Mientras tanto, el gentío que esperaba en el andén para subir al vagón se apretujaba y se sacudía, avanzaba compacto. Y topaba con la muchedumbre que salía, entre la que una mujer morena de cuerpo formidable, como una columna, reía y lo disimulaba tapándose la boca con un periódico gratuito.

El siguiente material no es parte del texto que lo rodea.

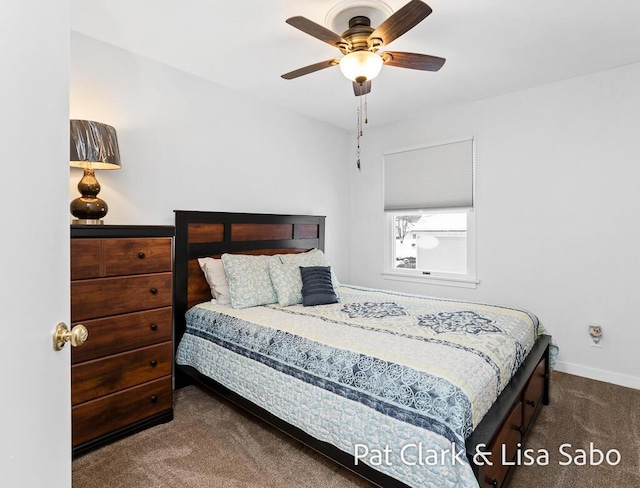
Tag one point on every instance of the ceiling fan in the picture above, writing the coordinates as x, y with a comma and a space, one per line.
360, 44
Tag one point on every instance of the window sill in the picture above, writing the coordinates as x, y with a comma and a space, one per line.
431, 280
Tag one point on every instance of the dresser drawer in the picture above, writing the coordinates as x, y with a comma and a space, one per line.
98, 258
104, 415
113, 373
86, 259
121, 333
137, 256
101, 297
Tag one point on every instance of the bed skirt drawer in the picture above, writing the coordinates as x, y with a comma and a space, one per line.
533, 393
109, 413
92, 299
113, 373
121, 333
503, 449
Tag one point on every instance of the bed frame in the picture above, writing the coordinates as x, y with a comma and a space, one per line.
200, 234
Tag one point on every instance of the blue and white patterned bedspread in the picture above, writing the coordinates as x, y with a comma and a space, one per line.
379, 372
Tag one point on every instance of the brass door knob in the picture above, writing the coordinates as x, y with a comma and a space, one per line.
76, 336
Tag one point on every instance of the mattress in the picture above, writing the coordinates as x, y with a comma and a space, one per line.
398, 381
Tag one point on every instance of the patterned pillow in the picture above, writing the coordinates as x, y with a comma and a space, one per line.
287, 282
249, 281
316, 286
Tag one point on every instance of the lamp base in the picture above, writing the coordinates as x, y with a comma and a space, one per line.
87, 222
88, 209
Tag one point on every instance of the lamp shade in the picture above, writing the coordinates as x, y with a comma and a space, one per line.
361, 66
93, 145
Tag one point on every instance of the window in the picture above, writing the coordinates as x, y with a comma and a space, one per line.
430, 215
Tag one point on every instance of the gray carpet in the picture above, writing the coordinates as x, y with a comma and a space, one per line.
212, 444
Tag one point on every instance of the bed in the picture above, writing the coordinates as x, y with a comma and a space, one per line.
398, 412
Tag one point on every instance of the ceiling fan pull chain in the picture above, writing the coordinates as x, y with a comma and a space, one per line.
358, 133
366, 111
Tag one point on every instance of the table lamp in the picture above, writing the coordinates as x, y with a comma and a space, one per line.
93, 146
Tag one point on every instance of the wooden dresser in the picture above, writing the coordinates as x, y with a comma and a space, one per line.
121, 290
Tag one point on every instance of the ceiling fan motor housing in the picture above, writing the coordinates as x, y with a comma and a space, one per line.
357, 36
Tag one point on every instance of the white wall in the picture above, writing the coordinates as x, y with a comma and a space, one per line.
35, 443
557, 211
189, 144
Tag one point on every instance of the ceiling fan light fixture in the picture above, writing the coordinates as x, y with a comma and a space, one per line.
361, 66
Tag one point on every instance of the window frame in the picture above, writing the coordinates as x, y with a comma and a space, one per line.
468, 280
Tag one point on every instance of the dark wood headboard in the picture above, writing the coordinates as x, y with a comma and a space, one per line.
201, 234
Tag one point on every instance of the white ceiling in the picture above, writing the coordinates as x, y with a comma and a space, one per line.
492, 47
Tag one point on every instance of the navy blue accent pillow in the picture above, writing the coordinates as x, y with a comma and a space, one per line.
317, 288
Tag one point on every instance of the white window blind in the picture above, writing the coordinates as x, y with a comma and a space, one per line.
434, 177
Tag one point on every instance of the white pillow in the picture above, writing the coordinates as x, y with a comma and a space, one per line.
249, 281
214, 274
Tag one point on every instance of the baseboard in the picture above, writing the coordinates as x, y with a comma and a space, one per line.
599, 374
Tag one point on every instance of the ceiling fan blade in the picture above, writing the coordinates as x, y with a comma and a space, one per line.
311, 68
361, 88
424, 62
316, 30
401, 21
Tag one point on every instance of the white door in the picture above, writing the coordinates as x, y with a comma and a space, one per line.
35, 438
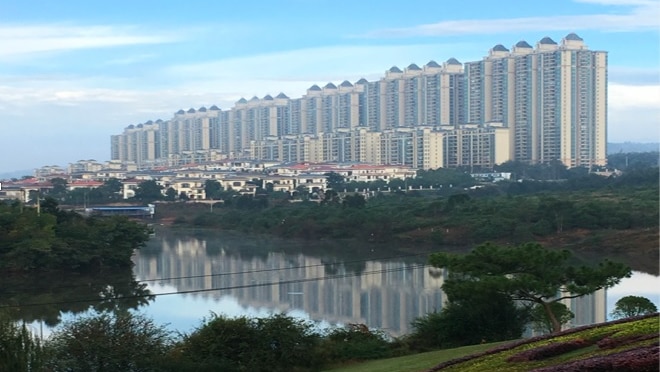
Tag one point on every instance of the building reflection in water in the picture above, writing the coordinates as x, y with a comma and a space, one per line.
383, 294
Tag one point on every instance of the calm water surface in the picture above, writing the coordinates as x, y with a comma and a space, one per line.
195, 274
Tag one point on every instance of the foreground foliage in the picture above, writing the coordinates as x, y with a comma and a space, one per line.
528, 272
628, 345
108, 342
53, 239
630, 306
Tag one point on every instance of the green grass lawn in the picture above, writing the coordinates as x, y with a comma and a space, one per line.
416, 362
636, 335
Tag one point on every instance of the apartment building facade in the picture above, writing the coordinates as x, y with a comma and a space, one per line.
532, 104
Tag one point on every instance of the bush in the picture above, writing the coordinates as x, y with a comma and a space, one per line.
19, 349
276, 343
356, 342
108, 342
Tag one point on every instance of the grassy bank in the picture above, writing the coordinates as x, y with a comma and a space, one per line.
625, 345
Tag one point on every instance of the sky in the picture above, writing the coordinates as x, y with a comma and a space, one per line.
75, 72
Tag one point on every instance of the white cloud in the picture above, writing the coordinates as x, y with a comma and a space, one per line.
293, 71
634, 113
643, 16
21, 40
633, 96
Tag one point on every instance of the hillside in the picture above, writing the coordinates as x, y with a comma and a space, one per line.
624, 345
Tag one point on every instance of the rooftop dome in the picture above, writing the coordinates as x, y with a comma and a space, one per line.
523, 44
573, 36
453, 61
547, 40
500, 48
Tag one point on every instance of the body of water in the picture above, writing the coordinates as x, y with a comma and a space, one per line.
195, 275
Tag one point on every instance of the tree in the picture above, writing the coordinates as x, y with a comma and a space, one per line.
59, 188
275, 343
213, 189
527, 272
469, 321
542, 323
335, 181
170, 194
106, 342
354, 201
20, 350
630, 306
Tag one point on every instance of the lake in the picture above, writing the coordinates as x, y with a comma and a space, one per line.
194, 274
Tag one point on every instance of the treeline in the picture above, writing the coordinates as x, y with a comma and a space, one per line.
513, 211
131, 342
48, 238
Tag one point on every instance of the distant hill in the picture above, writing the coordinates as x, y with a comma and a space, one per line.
614, 148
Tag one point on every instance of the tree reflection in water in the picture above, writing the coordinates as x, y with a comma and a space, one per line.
45, 297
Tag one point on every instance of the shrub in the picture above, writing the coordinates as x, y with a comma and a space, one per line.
108, 342
19, 349
275, 343
356, 342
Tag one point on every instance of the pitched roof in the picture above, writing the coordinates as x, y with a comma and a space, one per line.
573, 36
547, 40
523, 44
500, 48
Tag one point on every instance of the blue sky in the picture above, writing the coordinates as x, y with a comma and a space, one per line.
72, 72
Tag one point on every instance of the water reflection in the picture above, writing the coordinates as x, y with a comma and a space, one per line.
383, 294
324, 281
46, 297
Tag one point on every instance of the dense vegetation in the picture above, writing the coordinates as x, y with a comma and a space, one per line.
529, 274
48, 238
132, 342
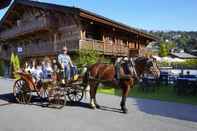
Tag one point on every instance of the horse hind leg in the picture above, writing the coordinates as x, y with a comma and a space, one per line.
92, 94
125, 91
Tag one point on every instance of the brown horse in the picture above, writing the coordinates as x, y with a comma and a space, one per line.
101, 73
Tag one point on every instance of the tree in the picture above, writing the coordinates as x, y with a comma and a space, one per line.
163, 51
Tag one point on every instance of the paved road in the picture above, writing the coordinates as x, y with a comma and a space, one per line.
144, 115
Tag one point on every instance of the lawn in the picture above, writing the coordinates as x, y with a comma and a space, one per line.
163, 93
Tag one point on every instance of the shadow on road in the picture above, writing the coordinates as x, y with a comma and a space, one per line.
167, 109
8, 98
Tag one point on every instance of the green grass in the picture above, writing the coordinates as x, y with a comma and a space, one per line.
163, 93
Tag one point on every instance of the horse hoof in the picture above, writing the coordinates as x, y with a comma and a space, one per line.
92, 107
98, 106
125, 110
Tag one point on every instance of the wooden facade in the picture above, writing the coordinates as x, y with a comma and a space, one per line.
32, 28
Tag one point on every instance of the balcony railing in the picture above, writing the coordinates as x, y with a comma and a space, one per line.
105, 48
29, 27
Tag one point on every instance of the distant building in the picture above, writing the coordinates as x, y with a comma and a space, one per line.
34, 29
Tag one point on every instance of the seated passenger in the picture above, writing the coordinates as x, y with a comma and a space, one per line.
47, 69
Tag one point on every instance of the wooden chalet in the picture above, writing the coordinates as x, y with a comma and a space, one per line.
33, 29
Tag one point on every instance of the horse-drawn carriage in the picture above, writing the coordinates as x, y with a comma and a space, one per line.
57, 92
52, 91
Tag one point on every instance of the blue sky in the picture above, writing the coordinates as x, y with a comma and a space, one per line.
146, 14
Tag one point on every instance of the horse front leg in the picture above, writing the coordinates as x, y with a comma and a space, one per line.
92, 94
125, 91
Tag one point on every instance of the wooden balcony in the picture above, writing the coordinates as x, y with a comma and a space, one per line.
104, 48
42, 23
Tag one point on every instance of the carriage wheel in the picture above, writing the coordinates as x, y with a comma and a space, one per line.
22, 92
75, 93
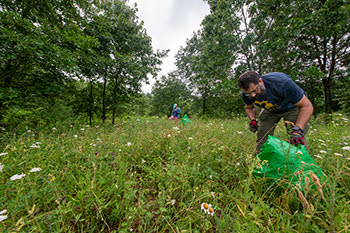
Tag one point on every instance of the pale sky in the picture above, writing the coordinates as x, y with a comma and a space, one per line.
169, 23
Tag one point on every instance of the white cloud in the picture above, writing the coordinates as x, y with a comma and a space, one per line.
169, 23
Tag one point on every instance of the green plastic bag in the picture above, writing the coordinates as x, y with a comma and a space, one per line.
283, 161
185, 120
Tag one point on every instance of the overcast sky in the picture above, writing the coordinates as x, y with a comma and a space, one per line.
169, 23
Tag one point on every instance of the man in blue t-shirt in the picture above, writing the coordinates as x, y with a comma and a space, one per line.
278, 97
175, 114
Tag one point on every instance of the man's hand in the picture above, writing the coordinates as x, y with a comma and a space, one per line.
253, 126
296, 137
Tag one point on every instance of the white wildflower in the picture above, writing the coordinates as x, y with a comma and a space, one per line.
36, 169
17, 177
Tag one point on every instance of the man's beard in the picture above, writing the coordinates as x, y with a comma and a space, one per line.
262, 95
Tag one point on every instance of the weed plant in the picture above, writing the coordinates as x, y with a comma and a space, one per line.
154, 176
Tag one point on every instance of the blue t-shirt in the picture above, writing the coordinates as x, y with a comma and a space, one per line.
281, 93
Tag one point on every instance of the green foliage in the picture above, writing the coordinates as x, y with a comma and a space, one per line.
153, 176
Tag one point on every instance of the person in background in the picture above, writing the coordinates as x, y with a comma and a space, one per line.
176, 113
278, 96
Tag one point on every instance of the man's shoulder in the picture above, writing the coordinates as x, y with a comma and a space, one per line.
276, 76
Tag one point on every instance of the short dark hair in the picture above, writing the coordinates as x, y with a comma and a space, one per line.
247, 78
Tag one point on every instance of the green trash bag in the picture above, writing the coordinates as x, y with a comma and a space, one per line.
185, 120
288, 165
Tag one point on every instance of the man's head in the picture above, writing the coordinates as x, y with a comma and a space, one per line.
252, 85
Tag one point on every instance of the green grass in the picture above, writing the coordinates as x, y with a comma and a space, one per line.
151, 177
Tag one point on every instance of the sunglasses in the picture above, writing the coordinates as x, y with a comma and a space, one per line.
253, 91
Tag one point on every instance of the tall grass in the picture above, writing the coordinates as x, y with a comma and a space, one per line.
153, 176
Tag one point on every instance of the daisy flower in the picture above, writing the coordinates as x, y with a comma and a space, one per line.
36, 169
17, 177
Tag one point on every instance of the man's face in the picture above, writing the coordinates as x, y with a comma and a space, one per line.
256, 91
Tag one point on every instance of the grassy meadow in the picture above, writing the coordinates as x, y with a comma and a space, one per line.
155, 176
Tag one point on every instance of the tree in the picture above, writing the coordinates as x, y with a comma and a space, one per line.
40, 44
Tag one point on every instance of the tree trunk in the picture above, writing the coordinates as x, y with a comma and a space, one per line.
327, 94
204, 98
114, 94
104, 98
91, 103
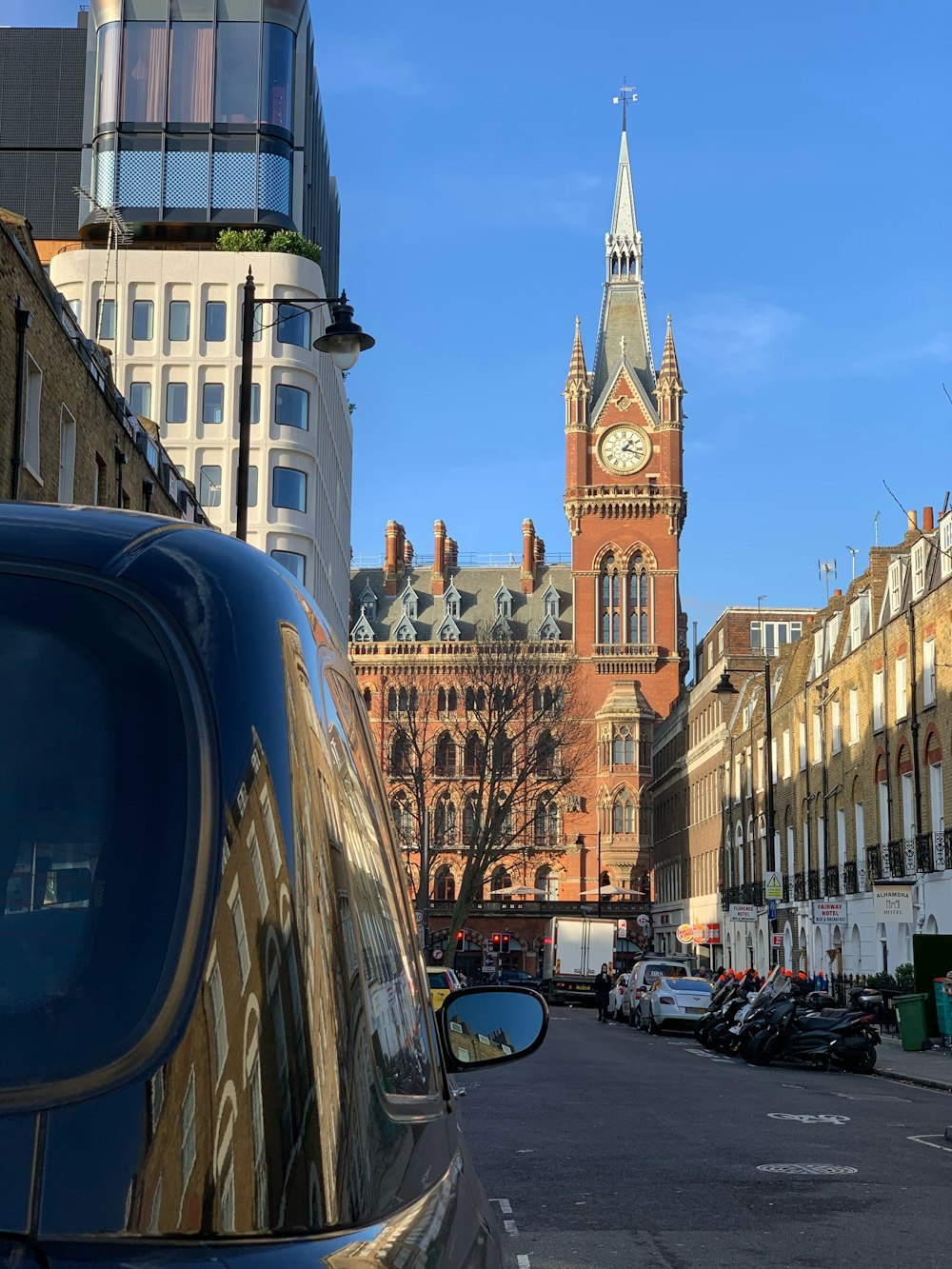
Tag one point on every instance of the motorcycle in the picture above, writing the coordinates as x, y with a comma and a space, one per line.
780, 1025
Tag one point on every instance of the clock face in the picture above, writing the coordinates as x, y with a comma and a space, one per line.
624, 449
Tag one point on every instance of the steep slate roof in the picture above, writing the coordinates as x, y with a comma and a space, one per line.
478, 587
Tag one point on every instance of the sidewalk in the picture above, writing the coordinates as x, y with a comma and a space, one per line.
932, 1069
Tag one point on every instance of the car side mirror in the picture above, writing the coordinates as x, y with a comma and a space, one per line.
483, 1025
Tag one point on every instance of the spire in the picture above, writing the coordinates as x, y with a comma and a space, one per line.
577, 386
624, 312
669, 387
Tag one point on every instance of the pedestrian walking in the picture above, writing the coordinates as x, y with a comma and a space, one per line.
604, 986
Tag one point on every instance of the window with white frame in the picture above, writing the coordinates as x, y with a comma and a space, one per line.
918, 560
929, 671
68, 457
946, 545
879, 720
902, 704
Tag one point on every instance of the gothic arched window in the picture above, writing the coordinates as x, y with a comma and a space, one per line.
624, 812
609, 602
639, 603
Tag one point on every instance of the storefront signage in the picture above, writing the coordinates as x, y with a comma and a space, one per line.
829, 911
893, 902
742, 913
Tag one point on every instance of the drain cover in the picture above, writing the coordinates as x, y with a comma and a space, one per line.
807, 1169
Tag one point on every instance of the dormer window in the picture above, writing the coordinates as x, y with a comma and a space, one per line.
406, 631
505, 603
920, 557
409, 603
368, 603
453, 602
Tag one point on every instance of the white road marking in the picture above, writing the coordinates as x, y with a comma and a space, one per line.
924, 1141
810, 1119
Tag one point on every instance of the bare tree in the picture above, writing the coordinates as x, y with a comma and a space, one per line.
503, 731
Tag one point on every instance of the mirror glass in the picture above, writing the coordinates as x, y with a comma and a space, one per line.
493, 1023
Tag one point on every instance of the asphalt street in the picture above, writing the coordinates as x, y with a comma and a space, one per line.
615, 1147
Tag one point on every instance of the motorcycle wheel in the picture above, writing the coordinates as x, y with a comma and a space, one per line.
758, 1050
861, 1061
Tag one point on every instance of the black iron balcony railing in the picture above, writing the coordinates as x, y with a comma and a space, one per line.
874, 864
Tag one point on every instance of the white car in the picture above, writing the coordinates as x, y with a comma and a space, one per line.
643, 975
674, 1001
615, 997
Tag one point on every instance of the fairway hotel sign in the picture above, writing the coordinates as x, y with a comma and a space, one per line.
893, 902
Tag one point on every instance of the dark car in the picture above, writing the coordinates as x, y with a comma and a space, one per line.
216, 1035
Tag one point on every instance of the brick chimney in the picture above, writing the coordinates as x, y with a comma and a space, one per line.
440, 557
392, 559
527, 578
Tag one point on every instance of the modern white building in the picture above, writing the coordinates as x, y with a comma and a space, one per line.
171, 320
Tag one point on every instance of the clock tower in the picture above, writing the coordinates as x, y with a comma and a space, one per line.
626, 506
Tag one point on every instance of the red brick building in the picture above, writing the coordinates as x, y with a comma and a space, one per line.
615, 603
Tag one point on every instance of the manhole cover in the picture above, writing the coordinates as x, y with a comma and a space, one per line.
807, 1169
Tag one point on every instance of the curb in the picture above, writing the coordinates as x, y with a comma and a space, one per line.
920, 1081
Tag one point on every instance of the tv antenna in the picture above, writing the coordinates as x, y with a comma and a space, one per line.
117, 236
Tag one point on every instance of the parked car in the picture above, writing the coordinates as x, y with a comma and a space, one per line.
217, 1043
615, 997
677, 1001
520, 979
442, 981
643, 975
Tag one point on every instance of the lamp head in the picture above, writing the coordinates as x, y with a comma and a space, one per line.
343, 339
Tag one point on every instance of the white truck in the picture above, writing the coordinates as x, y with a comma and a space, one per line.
575, 949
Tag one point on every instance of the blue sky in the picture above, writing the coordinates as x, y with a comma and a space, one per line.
792, 176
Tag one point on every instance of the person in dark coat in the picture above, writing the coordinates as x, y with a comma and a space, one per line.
604, 986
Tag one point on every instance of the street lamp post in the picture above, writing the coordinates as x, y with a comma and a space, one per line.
343, 340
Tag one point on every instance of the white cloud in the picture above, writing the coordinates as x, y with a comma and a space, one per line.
738, 334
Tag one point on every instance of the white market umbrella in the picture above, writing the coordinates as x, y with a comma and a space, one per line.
612, 890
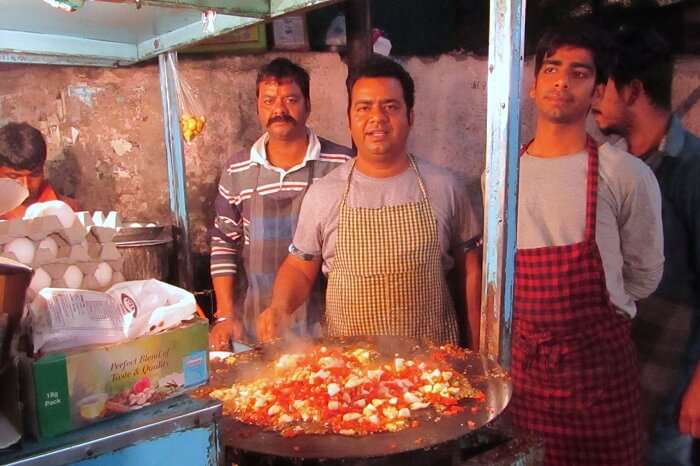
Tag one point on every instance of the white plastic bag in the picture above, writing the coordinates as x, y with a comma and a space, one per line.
63, 318
192, 119
151, 306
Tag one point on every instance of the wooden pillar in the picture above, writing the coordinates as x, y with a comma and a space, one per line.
506, 36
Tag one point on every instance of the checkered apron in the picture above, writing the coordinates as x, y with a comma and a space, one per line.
273, 220
574, 367
387, 276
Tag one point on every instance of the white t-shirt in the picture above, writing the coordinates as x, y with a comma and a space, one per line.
317, 228
552, 208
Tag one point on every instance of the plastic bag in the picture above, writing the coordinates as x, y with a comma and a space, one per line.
151, 306
63, 318
192, 119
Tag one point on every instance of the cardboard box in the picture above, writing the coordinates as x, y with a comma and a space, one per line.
66, 391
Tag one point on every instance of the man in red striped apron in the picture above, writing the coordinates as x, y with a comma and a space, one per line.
589, 245
385, 228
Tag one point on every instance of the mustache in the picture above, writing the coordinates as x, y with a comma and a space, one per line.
281, 119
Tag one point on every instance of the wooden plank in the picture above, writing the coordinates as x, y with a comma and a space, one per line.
13, 43
252, 8
191, 34
283, 7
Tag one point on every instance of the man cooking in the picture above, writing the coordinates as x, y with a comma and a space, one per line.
589, 245
636, 104
22, 158
260, 193
385, 228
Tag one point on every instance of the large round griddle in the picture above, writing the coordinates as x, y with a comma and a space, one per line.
483, 373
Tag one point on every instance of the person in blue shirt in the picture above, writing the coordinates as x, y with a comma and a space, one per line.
636, 104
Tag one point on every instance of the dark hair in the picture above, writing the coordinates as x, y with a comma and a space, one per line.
282, 68
580, 35
645, 55
378, 66
22, 147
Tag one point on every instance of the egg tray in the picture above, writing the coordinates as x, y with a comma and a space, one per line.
37, 229
71, 254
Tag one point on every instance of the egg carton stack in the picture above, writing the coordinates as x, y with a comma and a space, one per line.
66, 251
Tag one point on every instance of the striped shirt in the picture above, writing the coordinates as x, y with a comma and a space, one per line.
247, 171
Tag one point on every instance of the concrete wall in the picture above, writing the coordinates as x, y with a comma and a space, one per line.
104, 126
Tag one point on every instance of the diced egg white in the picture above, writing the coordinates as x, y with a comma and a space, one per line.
333, 389
274, 409
419, 405
410, 397
390, 412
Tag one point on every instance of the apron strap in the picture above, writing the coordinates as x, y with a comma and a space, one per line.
411, 160
591, 189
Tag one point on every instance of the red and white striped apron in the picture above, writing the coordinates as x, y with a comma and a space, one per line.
574, 366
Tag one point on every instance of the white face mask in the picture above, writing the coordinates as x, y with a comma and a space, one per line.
13, 194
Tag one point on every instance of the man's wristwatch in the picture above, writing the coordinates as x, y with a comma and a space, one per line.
223, 319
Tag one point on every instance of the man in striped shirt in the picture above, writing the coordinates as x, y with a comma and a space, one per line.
260, 193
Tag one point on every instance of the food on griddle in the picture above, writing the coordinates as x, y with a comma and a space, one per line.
346, 391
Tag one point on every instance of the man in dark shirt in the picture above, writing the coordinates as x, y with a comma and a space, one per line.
636, 104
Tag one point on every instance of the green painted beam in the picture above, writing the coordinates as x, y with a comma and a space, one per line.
190, 34
50, 45
252, 8
283, 7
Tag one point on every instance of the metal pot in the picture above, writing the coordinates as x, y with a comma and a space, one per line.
146, 258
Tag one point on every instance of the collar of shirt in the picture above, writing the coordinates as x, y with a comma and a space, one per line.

Se incrustaban entonces mutuamente los dos grupos, y se atropellaban uno a otro en un atasco intermitente. En medio, un cura vestido de clergyman, de mejillas violáceas, que daba tumbos entre la confusión con un tembloroso chihuahua protegido entre sus manos, sosteniéndolo en lo alto por miedo a los pisotones. Parecía, de este modo, que transportara una insólita ofrenda, "O un vicioso íncubo", se dijo Pelai, escrutando receloso a la minúscula criatura, sus ojazos y su hocico.
Multitud aquella de individuos mansos o diligentes, y a veces satisfechos o avinagrados, que regresaban del trabajo a casa. Y que antes, quizá, se detenían un instante en el bar, a tomar una cerveza y meter un euro en la máquina tragaperras. La que era nueva, y ahora en vez de lanzar bolas a un agujero, permitía abatir avioncitos a cañonazos.
Los hombres de la avalancha, evolucionando po el andén con la vana convicción de que el mundo existente, ¿qué mundo?, era el suyo. Y preocupados en su mayoría porque si el Barça no ganaba al Betis, en el partido que pronto verían por televisión, perdería los puntos. Y entonces el mundo resultaría insoportablemente injusto.